US bonds started trading yesterday after a two-day halt caused by the worst terrorist attack in the country's history. Trading in US stocks will take at least one more day to resume.
Bond firms will be open from 8am to 2pm New York time under a recommendation by the Bond Market Association, an industry group, people familiar with the situation said. The decision followed talks with the Securities and Exchange Commission, the Federal Reserve and the US Treasury, the people said.
Stock markets may resume trading Friday and will open Monday, New York Stock Exchange Chairman Richard Grasso said.
The NYSE and NASDAQ Stock Market, where US$90 billion of shares trade on an average day, met with the SEC, brokerages and New York City officials to decide whether to open. The Big Board and the American Stock Exchange are in an area south of Manhattan's 14th Street that Mayor Rudolph Giuliani closed to civilians.
The SEC and the markets are "doing everything to make it possible" for trading to resume, SEC Chairman Harvey Pitt said.
The Chicago Board of Trade and the Chicago Mercantile Exchange will open tomorrow, except in futures and options contracts linked to stock indexes. The Chicago Board Options Exchange will be closed tomorrow.
Markets closed yesterday, as did many corporate offices, after terrorists hijacked four commercial jets and destroyed both of the World Trade Center's 110-story towers and a nearby 47-story building. The NYSE and NASDAQ never opened yesterday.
US stocks and bonds didn't trade today in Europe.

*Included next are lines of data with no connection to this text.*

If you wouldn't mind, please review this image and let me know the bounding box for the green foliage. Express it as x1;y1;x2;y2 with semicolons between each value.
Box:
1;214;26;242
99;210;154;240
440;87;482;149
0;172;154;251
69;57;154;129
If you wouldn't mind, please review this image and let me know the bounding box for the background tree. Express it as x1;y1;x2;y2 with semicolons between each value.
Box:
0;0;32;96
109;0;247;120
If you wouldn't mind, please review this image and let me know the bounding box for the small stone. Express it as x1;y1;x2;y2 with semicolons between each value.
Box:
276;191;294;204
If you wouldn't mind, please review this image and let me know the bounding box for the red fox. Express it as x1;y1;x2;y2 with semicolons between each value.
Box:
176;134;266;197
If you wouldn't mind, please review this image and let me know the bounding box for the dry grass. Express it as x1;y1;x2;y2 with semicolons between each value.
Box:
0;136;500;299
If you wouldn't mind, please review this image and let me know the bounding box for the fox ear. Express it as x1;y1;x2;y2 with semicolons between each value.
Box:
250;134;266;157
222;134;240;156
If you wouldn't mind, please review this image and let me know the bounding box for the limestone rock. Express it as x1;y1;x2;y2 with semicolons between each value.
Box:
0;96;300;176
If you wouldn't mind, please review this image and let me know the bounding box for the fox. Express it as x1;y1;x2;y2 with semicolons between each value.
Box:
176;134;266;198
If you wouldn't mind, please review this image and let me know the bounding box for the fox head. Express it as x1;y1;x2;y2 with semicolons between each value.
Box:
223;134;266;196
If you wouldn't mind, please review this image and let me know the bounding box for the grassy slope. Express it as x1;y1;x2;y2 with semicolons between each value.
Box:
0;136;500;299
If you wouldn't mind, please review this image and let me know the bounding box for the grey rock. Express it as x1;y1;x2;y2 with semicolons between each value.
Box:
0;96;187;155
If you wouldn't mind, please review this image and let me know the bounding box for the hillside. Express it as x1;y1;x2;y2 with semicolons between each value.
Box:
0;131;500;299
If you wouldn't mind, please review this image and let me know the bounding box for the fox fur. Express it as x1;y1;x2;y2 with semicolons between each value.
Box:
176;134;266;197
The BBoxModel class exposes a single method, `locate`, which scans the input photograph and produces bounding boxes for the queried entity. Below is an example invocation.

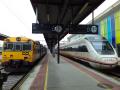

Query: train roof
[60,35,106,47]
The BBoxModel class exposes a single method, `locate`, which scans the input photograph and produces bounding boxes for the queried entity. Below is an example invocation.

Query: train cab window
[78,46,88,52]
[23,43,31,50]
[4,43,14,50]
[15,44,21,51]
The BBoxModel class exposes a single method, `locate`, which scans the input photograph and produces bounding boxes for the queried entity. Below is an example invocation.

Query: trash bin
[117,44,120,57]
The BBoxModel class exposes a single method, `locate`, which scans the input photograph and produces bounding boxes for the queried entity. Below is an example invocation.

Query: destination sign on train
[69,24,98,34]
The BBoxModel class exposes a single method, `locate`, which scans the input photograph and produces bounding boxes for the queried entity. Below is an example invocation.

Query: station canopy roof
[31,0,105,48]
[0,33,9,40]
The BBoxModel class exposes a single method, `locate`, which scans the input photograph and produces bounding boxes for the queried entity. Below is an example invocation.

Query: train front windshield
[4,42,32,51]
[91,41,115,55]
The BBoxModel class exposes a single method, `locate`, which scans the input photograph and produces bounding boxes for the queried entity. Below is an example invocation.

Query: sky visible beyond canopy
[0,0,118,44]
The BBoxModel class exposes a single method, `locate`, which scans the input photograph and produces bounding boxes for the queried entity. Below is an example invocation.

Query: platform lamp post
[54,25,62,64]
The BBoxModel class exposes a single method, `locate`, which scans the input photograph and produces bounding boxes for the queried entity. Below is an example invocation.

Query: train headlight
[16,37,21,41]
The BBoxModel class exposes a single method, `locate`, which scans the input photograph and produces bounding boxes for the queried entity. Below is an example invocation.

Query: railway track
[0,67,30,90]
[2,75,24,90]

Euronext NV, a combination of the Paris, Brussels and Amsterdam exchanges, said it would resume US stock trading once the Big Board opens.
Deutsche Boerse AG, owner of the Frankfurt exchange, said it would wait until at least Friday.
Treasury securities are poised to rise when bond trading opens. "Shorter-term securities -- up to five-year notes -- will benefit the most,'' said Barry Evans, who oversees US$10 billion at John Hancock Funds in Boston.
Share prices are likely to decline as they did in European, Asian and Latin American markets following the attack, investors said. "Certainly stocks will trade down," said Robert Turner, chief investment officer at Turner Investment Partners, which manages US$10 billion in Berwyn, Pennsylvania.
Lehman Brothers Holdings Inc, based across the street from the site of the World Trade Center, told some people to report to offices in Jersey City, New Jersey. Goldman Sachs Group Inc told some to stay home.
Morgan Stanley Dean Witter & Co told employees to come "on a case-by-case basis," said Judy Hitchen, a company spokeswoman.
Morgan Stanley had 3,500 people working at the Trade Center, and Chairman Philip Purcell said the "vast majority" of them had survived the attack.
Disruptions weren't limited to financial companies. Midway Airlines Corp, a Raleigh, North Carolina-based company operating under bankruptcy protection, shut down and fired 1,700 workers.
Midway said it expected demand for air travel to plunge.
Philip Morris Cos, the largest maker of cigarettes, closed all offices in the New York metropolitan area today after keeping its headquarters in the city open yesterday. General Mills Inc., the maker of cereals such as Cheerios, postponed the scheduled release of fiscal first-quarter results.
On the other hand, Oracle Corp expects to release fiscal first-quarter earnings tomorrow as planned. The third-largest software company lost an employee on a hijacked plane, and others were working in the Trade Center.
"We have to stay on the job," Chief Executive Larry Ellison said. "We cannot let these terrorists shut us down. Not the US, not Oracle."
The last time that US stock trading was suspended for more than one session occurred in March 1933, when President Franklin Delano Roosevelt called for a nationwide bank holiday. The NYSE halted trading for 10 days, according to its Web site. Trading also stopped for more than four months after World War I erupted in 1914, according to the exchange.
European exchanges were open today, and some observed one minute of silence at 8:45am New York time to commemorate the attack's victims.
The FTSE 100 in London gained 2.9 percent, the German DAX rose 1.4 percent and the CAC-40 in Paris added 1.3 percent. Each benchmark index lost at least 5 percent yesterday.
Earlier, Asian stocks tumbled, especially shares of companies most dependent on US sales.